Sunday, October 18, 2009

How Private can Electronic Information Ever Be?

This article is yet another article that is discussing how a university researcher took some de-identified data, netflix in this case, and claim they have re-identified some of the customers.
By comparing the film preferences of some anonymous Netflix customers with personal profiles on imdb.com, the Internet movie database, the researchers said they easily re-identified some people because they had posted their e-mail addresses or other distinguishing information online. More
Their claim is only that they were able to identify some of the customers, customers who had them-selves posted public reviews of the movies they watched. Thus I am not sure this is really a good example of re-identification as the customer had already identified them-selves.

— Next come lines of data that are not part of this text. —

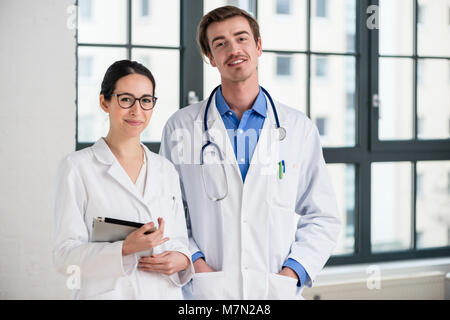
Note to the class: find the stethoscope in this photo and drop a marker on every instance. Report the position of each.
(209, 143)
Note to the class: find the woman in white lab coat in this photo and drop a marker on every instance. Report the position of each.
(118, 177)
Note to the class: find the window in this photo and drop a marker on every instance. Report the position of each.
(381, 107)
(321, 67)
(283, 6)
(284, 65)
(145, 8)
(115, 32)
(420, 14)
(85, 11)
(321, 124)
(321, 8)
(85, 66)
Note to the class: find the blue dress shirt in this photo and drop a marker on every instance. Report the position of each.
(244, 135)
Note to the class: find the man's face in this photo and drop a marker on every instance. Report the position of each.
(233, 49)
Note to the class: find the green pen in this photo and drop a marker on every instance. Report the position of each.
(280, 169)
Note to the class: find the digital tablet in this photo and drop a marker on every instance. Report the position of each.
(110, 230)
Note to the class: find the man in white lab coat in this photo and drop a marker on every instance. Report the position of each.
(242, 209)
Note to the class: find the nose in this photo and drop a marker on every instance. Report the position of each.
(235, 48)
(135, 108)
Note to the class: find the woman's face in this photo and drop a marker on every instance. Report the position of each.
(128, 122)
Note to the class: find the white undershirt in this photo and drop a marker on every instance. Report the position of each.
(140, 182)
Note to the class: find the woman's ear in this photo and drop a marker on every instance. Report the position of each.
(104, 104)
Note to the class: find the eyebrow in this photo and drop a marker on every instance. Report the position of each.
(130, 94)
(235, 34)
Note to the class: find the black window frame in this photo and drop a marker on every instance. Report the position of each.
(368, 148)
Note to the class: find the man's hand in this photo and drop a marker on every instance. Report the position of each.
(138, 240)
(288, 272)
(168, 262)
(200, 266)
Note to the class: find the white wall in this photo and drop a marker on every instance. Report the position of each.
(37, 128)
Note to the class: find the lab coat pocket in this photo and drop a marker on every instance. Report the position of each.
(281, 287)
(283, 189)
(208, 285)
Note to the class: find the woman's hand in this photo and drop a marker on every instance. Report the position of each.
(139, 241)
(168, 262)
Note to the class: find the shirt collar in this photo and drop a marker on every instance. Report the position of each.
(259, 106)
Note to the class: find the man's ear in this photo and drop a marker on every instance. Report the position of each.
(104, 104)
(212, 62)
(259, 46)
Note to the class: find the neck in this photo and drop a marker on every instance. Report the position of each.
(124, 147)
(240, 96)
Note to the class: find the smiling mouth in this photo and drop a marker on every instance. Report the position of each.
(134, 123)
(236, 62)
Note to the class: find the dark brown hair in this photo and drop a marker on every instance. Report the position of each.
(120, 69)
(218, 15)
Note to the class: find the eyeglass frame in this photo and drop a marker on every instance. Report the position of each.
(154, 99)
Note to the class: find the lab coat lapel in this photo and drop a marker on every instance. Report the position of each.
(115, 170)
(219, 135)
(267, 152)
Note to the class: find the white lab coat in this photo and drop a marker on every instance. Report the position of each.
(91, 183)
(250, 234)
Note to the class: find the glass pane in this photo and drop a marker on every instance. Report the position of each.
(102, 21)
(433, 28)
(396, 27)
(150, 17)
(93, 122)
(433, 99)
(284, 76)
(343, 177)
(282, 17)
(165, 67)
(395, 87)
(333, 99)
(433, 203)
(333, 25)
(391, 206)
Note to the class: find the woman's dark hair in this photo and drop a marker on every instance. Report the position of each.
(120, 69)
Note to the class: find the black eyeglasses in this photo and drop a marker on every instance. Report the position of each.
(126, 101)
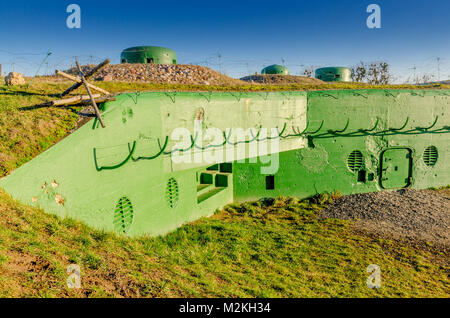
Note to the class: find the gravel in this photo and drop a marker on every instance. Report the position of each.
(160, 73)
(419, 216)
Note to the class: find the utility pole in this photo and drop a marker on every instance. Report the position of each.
(414, 76)
(439, 71)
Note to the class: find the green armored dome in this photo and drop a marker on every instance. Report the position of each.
(334, 74)
(148, 54)
(275, 69)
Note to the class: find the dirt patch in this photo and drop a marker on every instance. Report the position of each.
(418, 216)
(281, 79)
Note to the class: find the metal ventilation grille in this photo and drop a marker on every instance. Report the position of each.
(172, 193)
(430, 156)
(123, 215)
(355, 161)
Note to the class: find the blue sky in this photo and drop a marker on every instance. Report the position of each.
(247, 35)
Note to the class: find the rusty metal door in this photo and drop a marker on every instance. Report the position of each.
(396, 169)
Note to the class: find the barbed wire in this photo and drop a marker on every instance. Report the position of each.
(238, 67)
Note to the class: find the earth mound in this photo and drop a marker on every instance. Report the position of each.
(160, 74)
(419, 216)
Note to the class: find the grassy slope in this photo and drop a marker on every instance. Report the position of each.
(278, 250)
(275, 249)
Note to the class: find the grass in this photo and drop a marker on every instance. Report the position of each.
(272, 248)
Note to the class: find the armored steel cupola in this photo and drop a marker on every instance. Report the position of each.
(334, 74)
(148, 55)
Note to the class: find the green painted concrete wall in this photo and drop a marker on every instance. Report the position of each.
(118, 179)
(347, 116)
(123, 178)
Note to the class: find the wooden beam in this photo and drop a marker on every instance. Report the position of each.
(78, 80)
(88, 75)
(97, 112)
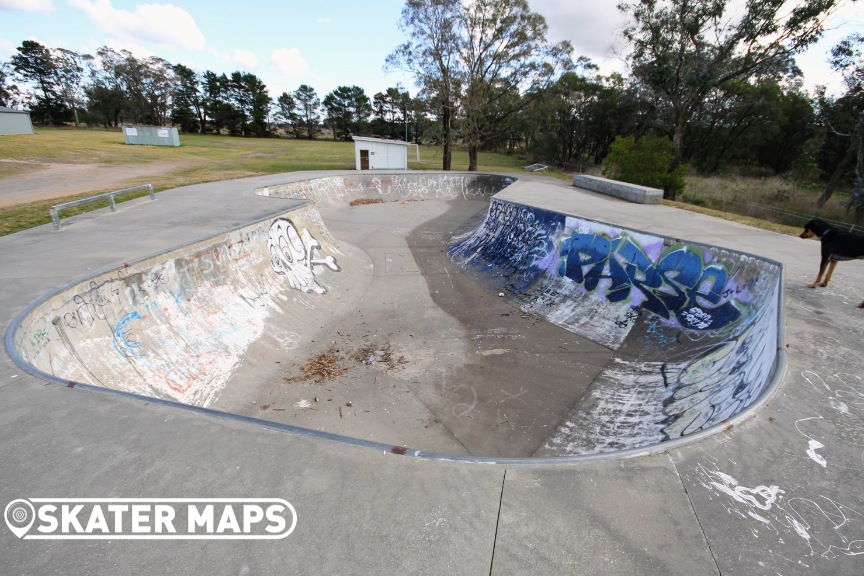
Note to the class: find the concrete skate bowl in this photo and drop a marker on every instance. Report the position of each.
(429, 319)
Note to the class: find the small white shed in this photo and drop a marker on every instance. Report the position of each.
(380, 154)
(14, 122)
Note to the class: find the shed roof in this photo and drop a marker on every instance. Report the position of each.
(381, 141)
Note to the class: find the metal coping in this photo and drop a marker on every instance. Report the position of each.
(774, 381)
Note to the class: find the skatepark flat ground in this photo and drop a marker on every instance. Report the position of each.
(778, 494)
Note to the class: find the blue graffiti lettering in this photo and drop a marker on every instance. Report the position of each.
(124, 343)
(678, 284)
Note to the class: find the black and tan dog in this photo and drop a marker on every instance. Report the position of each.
(836, 246)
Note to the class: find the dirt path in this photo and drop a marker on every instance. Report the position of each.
(46, 181)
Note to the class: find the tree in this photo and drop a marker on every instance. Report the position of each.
(643, 161)
(845, 120)
(189, 109)
(10, 95)
(432, 55)
(348, 109)
(250, 100)
(506, 61)
(285, 115)
(307, 117)
(391, 113)
(576, 119)
(34, 63)
(144, 86)
(682, 50)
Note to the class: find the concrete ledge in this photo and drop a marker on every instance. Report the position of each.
(623, 190)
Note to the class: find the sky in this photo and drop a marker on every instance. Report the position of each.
(324, 44)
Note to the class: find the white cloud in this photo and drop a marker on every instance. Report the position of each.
(289, 62)
(27, 5)
(593, 27)
(118, 45)
(162, 24)
(245, 58)
(7, 49)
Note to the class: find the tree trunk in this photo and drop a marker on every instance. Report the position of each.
(447, 159)
(671, 190)
(836, 177)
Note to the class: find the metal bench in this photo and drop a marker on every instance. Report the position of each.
(55, 217)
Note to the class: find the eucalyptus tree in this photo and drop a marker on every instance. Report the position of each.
(348, 110)
(431, 54)
(845, 120)
(391, 112)
(10, 95)
(284, 113)
(308, 118)
(506, 61)
(682, 50)
(189, 105)
(57, 78)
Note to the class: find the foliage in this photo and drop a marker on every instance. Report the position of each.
(575, 120)
(348, 110)
(431, 55)
(392, 112)
(683, 50)
(505, 60)
(647, 161)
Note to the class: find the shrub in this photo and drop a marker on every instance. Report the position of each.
(646, 161)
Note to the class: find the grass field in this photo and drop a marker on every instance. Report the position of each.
(199, 159)
(212, 158)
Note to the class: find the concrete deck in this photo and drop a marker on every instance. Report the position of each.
(780, 493)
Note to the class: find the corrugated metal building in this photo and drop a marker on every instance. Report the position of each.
(151, 135)
(14, 122)
(380, 154)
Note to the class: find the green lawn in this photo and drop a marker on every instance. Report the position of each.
(198, 159)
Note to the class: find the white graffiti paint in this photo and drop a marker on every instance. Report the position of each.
(341, 189)
(177, 326)
(826, 526)
(291, 255)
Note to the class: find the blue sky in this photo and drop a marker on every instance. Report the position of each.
(325, 44)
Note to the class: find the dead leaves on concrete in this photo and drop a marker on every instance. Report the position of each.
(333, 362)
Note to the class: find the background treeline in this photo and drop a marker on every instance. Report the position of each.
(705, 93)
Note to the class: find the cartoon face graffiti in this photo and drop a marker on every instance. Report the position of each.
(291, 256)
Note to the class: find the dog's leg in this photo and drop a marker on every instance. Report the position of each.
(819, 278)
(831, 266)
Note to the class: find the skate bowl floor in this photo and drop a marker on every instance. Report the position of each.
(429, 314)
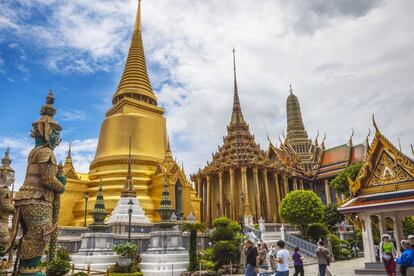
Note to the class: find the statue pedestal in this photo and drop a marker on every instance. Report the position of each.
(166, 255)
(96, 250)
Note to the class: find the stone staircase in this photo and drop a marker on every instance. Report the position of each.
(372, 269)
(270, 238)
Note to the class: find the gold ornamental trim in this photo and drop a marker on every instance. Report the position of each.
(122, 161)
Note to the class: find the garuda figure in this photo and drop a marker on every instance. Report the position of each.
(6, 201)
(36, 198)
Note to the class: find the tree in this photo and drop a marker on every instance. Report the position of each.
(226, 240)
(340, 182)
(193, 228)
(301, 208)
(317, 231)
(332, 216)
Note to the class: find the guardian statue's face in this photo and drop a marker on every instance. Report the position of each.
(54, 138)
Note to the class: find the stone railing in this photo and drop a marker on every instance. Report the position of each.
(305, 246)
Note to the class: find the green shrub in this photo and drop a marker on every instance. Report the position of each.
(340, 248)
(127, 250)
(126, 274)
(317, 231)
(57, 267)
(302, 208)
(206, 265)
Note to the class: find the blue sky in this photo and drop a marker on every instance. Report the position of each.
(345, 60)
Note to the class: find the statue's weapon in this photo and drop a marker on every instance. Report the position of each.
(55, 218)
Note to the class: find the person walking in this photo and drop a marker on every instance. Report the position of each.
(298, 263)
(272, 257)
(252, 259)
(406, 259)
(282, 258)
(388, 254)
(322, 254)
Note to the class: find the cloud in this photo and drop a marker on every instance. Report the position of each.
(72, 115)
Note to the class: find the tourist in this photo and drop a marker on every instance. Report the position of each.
(411, 239)
(388, 254)
(282, 258)
(252, 259)
(263, 256)
(272, 257)
(324, 260)
(298, 263)
(406, 259)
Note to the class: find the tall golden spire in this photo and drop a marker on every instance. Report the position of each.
(129, 190)
(135, 82)
(237, 115)
(295, 127)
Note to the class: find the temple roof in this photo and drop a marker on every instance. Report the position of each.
(135, 82)
(239, 147)
(385, 169)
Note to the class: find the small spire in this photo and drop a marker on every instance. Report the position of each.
(350, 138)
(377, 132)
(99, 212)
(137, 26)
(129, 190)
(237, 115)
(166, 209)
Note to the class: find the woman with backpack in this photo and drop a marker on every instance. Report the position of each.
(388, 254)
(406, 259)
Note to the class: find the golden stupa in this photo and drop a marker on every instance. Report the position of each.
(134, 114)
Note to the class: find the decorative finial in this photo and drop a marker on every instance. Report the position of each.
(377, 132)
(99, 213)
(316, 138)
(137, 27)
(129, 190)
(350, 137)
(268, 138)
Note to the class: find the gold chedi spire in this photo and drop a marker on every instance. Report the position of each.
(135, 82)
(237, 115)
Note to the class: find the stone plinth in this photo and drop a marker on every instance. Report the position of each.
(96, 250)
(120, 213)
(166, 255)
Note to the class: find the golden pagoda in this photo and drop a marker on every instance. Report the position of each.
(238, 181)
(134, 114)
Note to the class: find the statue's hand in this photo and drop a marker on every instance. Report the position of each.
(62, 179)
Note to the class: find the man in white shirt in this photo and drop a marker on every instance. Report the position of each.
(282, 260)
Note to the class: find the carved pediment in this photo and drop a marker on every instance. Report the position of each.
(387, 171)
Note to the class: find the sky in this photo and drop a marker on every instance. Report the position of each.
(345, 59)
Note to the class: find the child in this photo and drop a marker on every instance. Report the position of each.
(298, 263)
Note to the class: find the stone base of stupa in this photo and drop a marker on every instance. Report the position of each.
(166, 255)
(120, 213)
(96, 250)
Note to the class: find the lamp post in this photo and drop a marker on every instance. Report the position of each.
(86, 197)
(130, 203)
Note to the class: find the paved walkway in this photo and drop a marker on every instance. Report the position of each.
(340, 268)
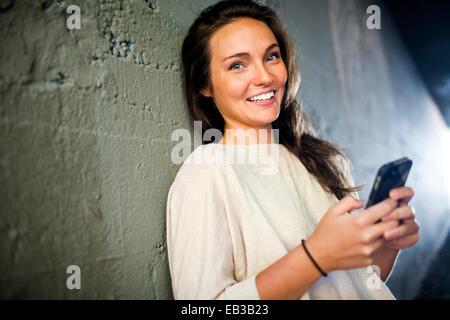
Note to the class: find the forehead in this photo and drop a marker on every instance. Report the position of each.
(242, 35)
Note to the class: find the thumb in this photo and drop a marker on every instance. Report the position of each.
(346, 204)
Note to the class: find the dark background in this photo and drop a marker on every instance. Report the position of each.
(424, 27)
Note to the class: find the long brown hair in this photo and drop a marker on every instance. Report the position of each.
(296, 133)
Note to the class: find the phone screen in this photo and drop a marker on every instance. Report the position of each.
(390, 176)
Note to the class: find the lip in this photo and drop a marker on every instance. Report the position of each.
(265, 103)
(263, 92)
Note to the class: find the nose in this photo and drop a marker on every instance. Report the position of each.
(261, 76)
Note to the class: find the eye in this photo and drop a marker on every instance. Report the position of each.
(275, 54)
(232, 67)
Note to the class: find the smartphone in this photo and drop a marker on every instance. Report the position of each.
(390, 176)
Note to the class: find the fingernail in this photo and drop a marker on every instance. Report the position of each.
(388, 234)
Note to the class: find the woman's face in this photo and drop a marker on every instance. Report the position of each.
(248, 75)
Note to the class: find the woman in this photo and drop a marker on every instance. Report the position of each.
(233, 233)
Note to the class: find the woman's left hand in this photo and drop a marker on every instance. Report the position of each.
(407, 232)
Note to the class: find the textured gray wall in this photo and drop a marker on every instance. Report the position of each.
(86, 118)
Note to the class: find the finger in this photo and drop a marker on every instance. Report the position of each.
(408, 227)
(346, 204)
(375, 245)
(376, 212)
(404, 193)
(404, 242)
(402, 212)
(378, 229)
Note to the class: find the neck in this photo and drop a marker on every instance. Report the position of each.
(248, 136)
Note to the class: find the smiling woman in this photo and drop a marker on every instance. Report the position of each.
(239, 234)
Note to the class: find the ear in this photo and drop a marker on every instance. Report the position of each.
(206, 92)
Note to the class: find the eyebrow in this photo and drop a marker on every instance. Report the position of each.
(241, 54)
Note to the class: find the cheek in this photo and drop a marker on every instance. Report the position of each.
(236, 88)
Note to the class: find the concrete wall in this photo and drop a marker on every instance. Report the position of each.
(86, 118)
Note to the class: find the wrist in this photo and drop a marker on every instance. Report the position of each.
(318, 256)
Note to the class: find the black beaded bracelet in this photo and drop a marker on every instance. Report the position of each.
(315, 263)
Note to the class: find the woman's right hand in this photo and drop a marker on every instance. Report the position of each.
(342, 241)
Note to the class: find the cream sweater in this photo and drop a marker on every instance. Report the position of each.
(228, 221)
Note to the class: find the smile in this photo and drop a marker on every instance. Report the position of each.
(263, 97)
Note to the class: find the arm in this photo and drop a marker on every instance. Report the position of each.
(288, 278)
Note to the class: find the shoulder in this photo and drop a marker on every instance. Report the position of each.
(197, 171)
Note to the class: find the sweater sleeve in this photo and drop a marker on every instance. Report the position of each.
(199, 244)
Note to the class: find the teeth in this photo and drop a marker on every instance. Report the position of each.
(263, 97)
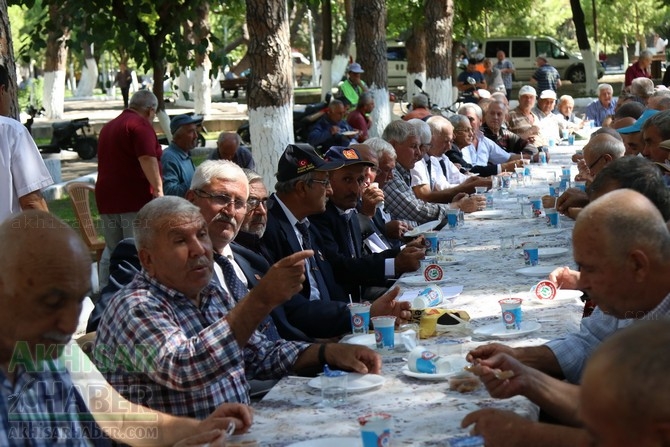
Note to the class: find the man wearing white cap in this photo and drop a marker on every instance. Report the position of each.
(353, 86)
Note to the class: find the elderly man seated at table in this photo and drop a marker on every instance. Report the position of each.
(464, 153)
(44, 276)
(401, 202)
(602, 107)
(493, 129)
(319, 309)
(627, 254)
(182, 340)
(434, 177)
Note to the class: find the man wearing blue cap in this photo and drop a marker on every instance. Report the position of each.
(178, 167)
(341, 232)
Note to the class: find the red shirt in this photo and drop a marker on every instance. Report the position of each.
(634, 71)
(122, 186)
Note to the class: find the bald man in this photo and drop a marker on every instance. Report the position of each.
(44, 276)
(626, 389)
(228, 147)
(622, 246)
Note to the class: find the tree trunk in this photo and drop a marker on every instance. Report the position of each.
(270, 95)
(89, 73)
(202, 85)
(371, 51)
(327, 56)
(7, 56)
(55, 65)
(590, 59)
(416, 59)
(439, 21)
(341, 57)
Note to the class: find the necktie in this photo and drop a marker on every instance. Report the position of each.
(313, 268)
(238, 290)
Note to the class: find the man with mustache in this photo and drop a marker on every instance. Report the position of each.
(184, 341)
(44, 277)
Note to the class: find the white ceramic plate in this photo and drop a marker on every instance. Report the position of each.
(490, 214)
(422, 228)
(457, 367)
(420, 280)
(498, 330)
(329, 442)
(537, 270)
(369, 341)
(355, 382)
(543, 232)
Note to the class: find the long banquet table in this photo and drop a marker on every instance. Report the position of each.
(427, 413)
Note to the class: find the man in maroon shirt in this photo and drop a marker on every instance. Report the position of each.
(128, 171)
(640, 69)
(359, 119)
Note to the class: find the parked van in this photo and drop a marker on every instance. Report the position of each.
(523, 50)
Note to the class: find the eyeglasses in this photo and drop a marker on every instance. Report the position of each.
(254, 203)
(222, 200)
(595, 162)
(325, 183)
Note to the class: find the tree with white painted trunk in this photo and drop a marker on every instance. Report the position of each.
(439, 21)
(370, 18)
(55, 64)
(270, 95)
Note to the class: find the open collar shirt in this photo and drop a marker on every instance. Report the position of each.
(157, 348)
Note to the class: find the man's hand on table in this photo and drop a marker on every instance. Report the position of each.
(388, 305)
(354, 358)
(564, 277)
(241, 415)
(499, 428)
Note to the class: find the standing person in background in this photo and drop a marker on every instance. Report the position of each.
(123, 80)
(546, 76)
(128, 171)
(506, 68)
(23, 171)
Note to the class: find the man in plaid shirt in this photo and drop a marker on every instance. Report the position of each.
(177, 343)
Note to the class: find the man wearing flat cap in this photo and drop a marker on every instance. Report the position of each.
(353, 87)
(178, 167)
(303, 181)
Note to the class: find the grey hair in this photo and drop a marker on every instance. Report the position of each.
(146, 224)
(602, 87)
(399, 131)
(252, 176)
(457, 120)
(288, 186)
(217, 169)
(381, 146)
(143, 99)
(462, 110)
(420, 100)
(662, 122)
(438, 124)
(423, 129)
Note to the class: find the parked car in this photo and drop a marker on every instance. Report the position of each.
(523, 50)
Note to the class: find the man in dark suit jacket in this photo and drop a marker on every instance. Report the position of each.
(341, 232)
(320, 310)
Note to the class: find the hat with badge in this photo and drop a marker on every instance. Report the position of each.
(300, 159)
(347, 155)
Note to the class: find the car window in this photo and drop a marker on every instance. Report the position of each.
(396, 54)
(520, 48)
(492, 48)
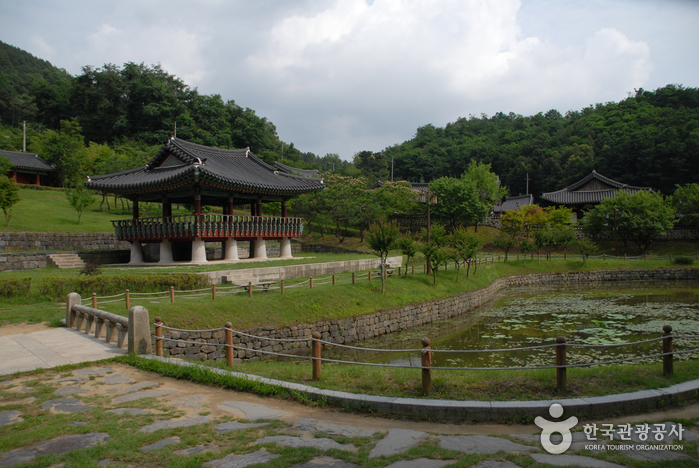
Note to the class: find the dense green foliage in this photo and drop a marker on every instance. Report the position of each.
(649, 139)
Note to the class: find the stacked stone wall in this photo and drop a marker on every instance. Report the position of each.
(392, 320)
(59, 241)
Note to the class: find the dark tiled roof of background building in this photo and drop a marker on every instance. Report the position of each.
(607, 188)
(180, 162)
(27, 161)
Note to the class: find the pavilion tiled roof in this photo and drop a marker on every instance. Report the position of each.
(571, 195)
(180, 162)
(513, 203)
(27, 161)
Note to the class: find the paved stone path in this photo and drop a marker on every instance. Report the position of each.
(51, 348)
(230, 429)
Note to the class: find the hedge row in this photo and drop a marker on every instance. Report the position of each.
(59, 288)
(13, 287)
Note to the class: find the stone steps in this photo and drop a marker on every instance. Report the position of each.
(66, 260)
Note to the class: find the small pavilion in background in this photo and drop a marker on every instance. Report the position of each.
(190, 174)
(588, 192)
(27, 168)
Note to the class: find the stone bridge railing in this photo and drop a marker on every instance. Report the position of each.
(134, 329)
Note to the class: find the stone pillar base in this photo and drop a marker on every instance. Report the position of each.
(285, 248)
(260, 248)
(198, 250)
(166, 251)
(231, 252)
(136, 253)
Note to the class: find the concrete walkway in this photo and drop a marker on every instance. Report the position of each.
(51, 348)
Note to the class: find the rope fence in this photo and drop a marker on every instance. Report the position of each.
(316, 343)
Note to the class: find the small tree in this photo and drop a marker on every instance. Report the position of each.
(505, 243)
(408, 247)
(586, 248)
(80, 198)
(9, 196)
(526, 246)
(383, 238)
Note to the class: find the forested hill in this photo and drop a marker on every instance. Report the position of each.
(19, 70)
(650, 139)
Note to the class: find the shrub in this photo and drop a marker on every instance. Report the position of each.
(59, 288)
(14, 287)
(683, 260)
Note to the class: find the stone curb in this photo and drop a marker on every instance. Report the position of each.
(480, 411)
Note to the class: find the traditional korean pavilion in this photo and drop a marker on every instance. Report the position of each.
(588, 192)
(27, 168)
(191, 174)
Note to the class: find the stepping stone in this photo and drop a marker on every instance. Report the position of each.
(71, 379)
(397, 441)
(241, 461)
(66, 405)
(193, 450)
(312, 425)
(481, 444)
(9, 417)
(93, 371)
(296, 442)
(57, 446)
(189, 402)
(147, 394)
(171, 424)
(67, 391)
(225, 428)
(139, 386)
(160, 444)
(326, 462)
(251, 411)
(116, 379)
(573, 460)
(499, 464)
(420, 463)
(131, 411)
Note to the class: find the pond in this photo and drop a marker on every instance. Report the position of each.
(602, 314)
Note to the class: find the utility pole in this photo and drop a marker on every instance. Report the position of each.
(528, 179)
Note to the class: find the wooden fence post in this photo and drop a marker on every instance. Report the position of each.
(426, 364)
(158, 337)
(667, 348)
(229, 343)
(561, 361)
(315, 344)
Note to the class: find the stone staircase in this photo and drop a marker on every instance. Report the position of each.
(66, 260)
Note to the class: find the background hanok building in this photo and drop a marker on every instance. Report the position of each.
(587, 192)
(190, 174)
(27, 168)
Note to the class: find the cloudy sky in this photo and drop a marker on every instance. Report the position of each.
(341, 76)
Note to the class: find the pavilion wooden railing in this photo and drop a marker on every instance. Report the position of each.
(206, 226)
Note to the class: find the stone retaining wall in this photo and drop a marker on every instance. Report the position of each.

But it does point out that de-identified data can sometimes be re-identified with some effort, something I have already blogged about De-Identification is highly contextual. Thus any de-identified data set must still be considered sensitive, it is just less sensitive than it was before. How much effort it takes is dependent on how much data is left in the data set, and how public the individuals of interest are.

The tie to healthcare is that this article then draws a line between movies-watched to health-information, and some of the typical discussions around the sale of de-identified health-information.  There is some discussion of this, but it is clear this section of the article was intended to be google friendly, making sure they used every keyword they could come up with. The article even concludes with a quote from Deborah Peel, a rather interesting point that there is a lack of laws against the act of re-identification. It might be useful to have a law like this.